One of the challenges faced by the modern enterprise is monetising its existing investment in legacy systems while moving to a cloud-based architecture. You’ll want to be able to span both worlds by sending the data from your on-premises solutions to cutting-edge cloud applications. This causes issues because these legacy systems often use verbose formats, such as XML, making it difficult to then transfer data to cloud-based systems, which often prefer more efficient formats like JSON or metrics.

What’s needed is some method of transforming the data in real-time and inflight as it passes between the source and destination tools and systems. Using an ESP such as Cribl LogStream, you can take the data generated by your legacy systems and convert it into a protocol that the destination tool is capable of reading. This ensures you can take advantage of emerging cloud technologies and extends the life of your legacy systems, effectively reducing the total cost of ownership (TCO).

Shaping data

There are also other ways to save costs by transforming or shaping your data. You can compress it, for example, to limit its volume. Let’s say you need to write the data in your analytics platform to object storage like S3 or Azure Blob. By compressing it in transit, you can store the data at a fraction of its original size, ensuring you only pay for the storage you need.

In addition to transforming data for efficiency purposes, you may also need to do so to meet a business need or a compliance dictum.

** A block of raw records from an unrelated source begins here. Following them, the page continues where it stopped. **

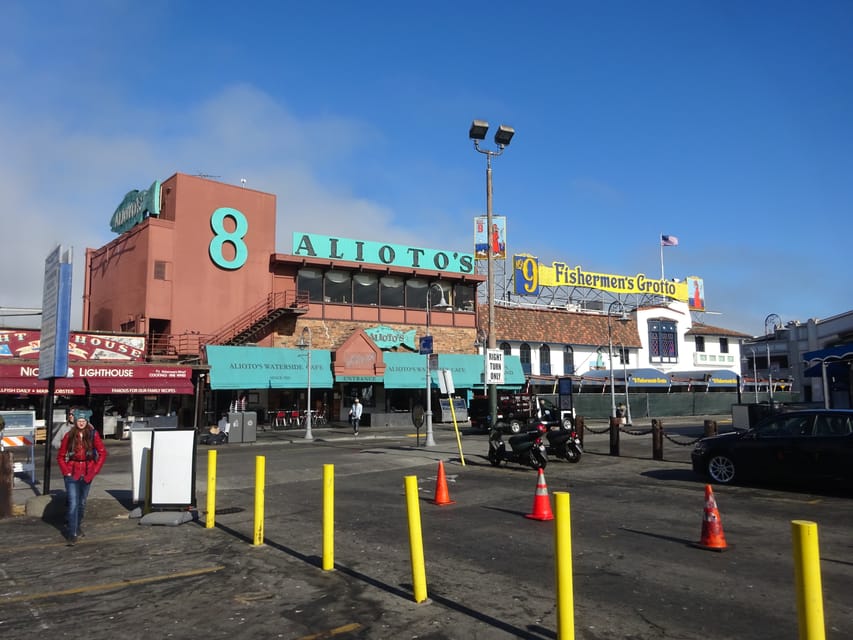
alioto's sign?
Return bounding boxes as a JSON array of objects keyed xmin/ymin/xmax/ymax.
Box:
[
  {"xmin": 514, "ymin": 254, "xmax": 690, "ymax": 301},
  {"xmin": 293, "ymin": 233, "xmax": 475, "ymax": 275}
]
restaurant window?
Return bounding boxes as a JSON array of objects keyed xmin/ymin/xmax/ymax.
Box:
[
  {"xmin": 353, "ymin": 273, "xmax": 379, "ymax": 305},
  {"xmin": 297, "ymin": 268, "xmax": 323, "ymax": 301},
  {"xmin": 539, "ymin": 344, "xmax": 551, "ymax": 375},
  {"xmin": 406, "ymin": 278, "xmax": 428, "ymax": 309},
  {"xmin": 429, "ymin": 282, "xmax": 452, "ymax": 309},
  {"xmin": 648, "ymin": 320, "xmax": 678, "ymax": 364},
  {"xmin": 454, "ymin": 284, "xmax": 476, "ymax": 311},
  {"xmin": 380, "ymin": 276, "xmax": 404, "ymax": 307},
  {"xmin": 695, "ymin": 336, "xmax": 705, "ymax": 352},
  {"xmin": 563, "ymin": 346, "xmax": 575, "ymax": 375},
  {"xmin": 520, "ymin": 343, "xmax": 531, "ymax": 375},
  {"xmin": 325, "ymin": 270, "xmax": 352, "ymax": 303}
]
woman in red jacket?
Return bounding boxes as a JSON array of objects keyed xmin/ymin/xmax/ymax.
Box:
[{"xmin": 57, "ymin": 409, "xmax": 107, "ymax": 544}]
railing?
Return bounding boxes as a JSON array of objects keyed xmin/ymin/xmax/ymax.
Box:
[
  {"xmin": 208, "ymin": 290, "xmax": 309, "ymax": 346},
  {"xmin": 146, "ymin": 291, "xmax": 309, "ymax": 361}
]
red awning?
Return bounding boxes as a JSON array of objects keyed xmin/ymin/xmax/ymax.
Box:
[
  {"xmin": 86, "ymin": 379, "xmax": 195, "ymax": 395},
  {"xmin": 0, "ymin": 377, "xmax": 87, "ymax": 395}
]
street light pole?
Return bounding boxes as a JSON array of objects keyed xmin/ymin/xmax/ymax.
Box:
[
  {"xmin": 748, "ymin": 347, "xmax": 758, "ymax": 402},
  {"xmin": 424, "ymin": 283, "xmax": 446, "ymax": 448},
  {"xmin": 766, "ymin": 341, "xmax": 773, "ymax": 403},
  {"xmin": 620, "ymin": 342, "xmax": 632, "ymax": 425},
  {"xmin": 469, "ymin": 120, "xmax": 514, "ymax": 429},
  {"xmin": 607, "ymin": 300, "xmax": 629, "ymax": 457},
  {"xmin": 298, "ymin": 326, "xmax": 313, "ymax": 441}
]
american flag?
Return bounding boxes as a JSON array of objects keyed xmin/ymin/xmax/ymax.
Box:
[{"xmin": 660, "ymin": 234, "xmax": 679, "ymax": 247}]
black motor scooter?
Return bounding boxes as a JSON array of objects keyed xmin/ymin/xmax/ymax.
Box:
[
  {"xmin": 545, "ymin": 424, "xmax": 582, "ymax": 462},
  {"xmin": 488, "ymin": 422, "xmax": 548, "ymax": 469}
]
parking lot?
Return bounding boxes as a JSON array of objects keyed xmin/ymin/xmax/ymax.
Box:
[{"xmin": 2, "ymin": 420, "xmax": 851, "ymax": 639}]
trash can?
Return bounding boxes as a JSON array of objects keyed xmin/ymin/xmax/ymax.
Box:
[
  {"xmin": 228, "ymin": 412, "xmax": 243, "ymax": 443},
  {"xmin": 241, "ymin": 411, "xmax": 257, "ymax": 443}
]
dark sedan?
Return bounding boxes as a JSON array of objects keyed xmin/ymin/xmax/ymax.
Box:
[{"xmin": 691, "ymin": 409, "xmax": 853, "ymax": 486}]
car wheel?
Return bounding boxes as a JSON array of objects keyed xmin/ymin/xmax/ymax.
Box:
[
  {"xmin": 562, "ymin": 418, "xmax": 574, "ymax": 430},
  {"xmin": 707, "ymin": 454, "xmax": 736, "ymax": 484},
  {"xmin": 509, "ymin": 420, "xmax": 523, "ymax": 434}
]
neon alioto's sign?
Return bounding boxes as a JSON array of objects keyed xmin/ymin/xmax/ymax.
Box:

Log data can be highly sensitive so will often need to be encrypted with role-based access privileges applied to determine who can decrypt. In some cases, data may even need to be redacted in real-time. Compliance regulations, such as those relating to data privacy (GDPR, Schrems II, GoBD etc) or financial transactions (PCI), often require personally identifiable information (PII) to be encrypted or obfuscated and to be sent in a certain format.

We recently worked with a large retailer that needed to ensure customer data was dynamically recognised and encrypted. Using the Cribl LogStream solution, we ensured the data was suitably shaped before being sent to their data analysis platform where it could be decrypted by those with the appropriate access privileges.

Simplifying data

It’s also possible to shape data to make it easier for the data analysis platform to assimilate, thereby reducing complexity and saving processing time. For example, Amazon Kinesis Data Firehose can send data to Splunk and in the event of failure, Firehose will send events to a backup S3 bucket.

When this happens, the original event data is placed in a base64-encoded field, a process that Splunk then needs to reverse. That’s horribly complicated. Why not just make all the data accessible to Splunk? So that’s just what we did, using the Cribl LogStream solution to reformat the failed Firehose data back to its original format, inflight before it got to Splunk.

You can also simplify events with a deeply nested JSON structure. Or split an event with an XML, JSON or other multi-line event.

Similarly, it’s also possible to add metadata to your log records, by enriching them with third party data or transform data from your existing sources into multiple schemas.

You can add context to data by adding look-up values like IP location, CMDB, or threat feed info, all achieved in-flight between the sources and destinations of your data.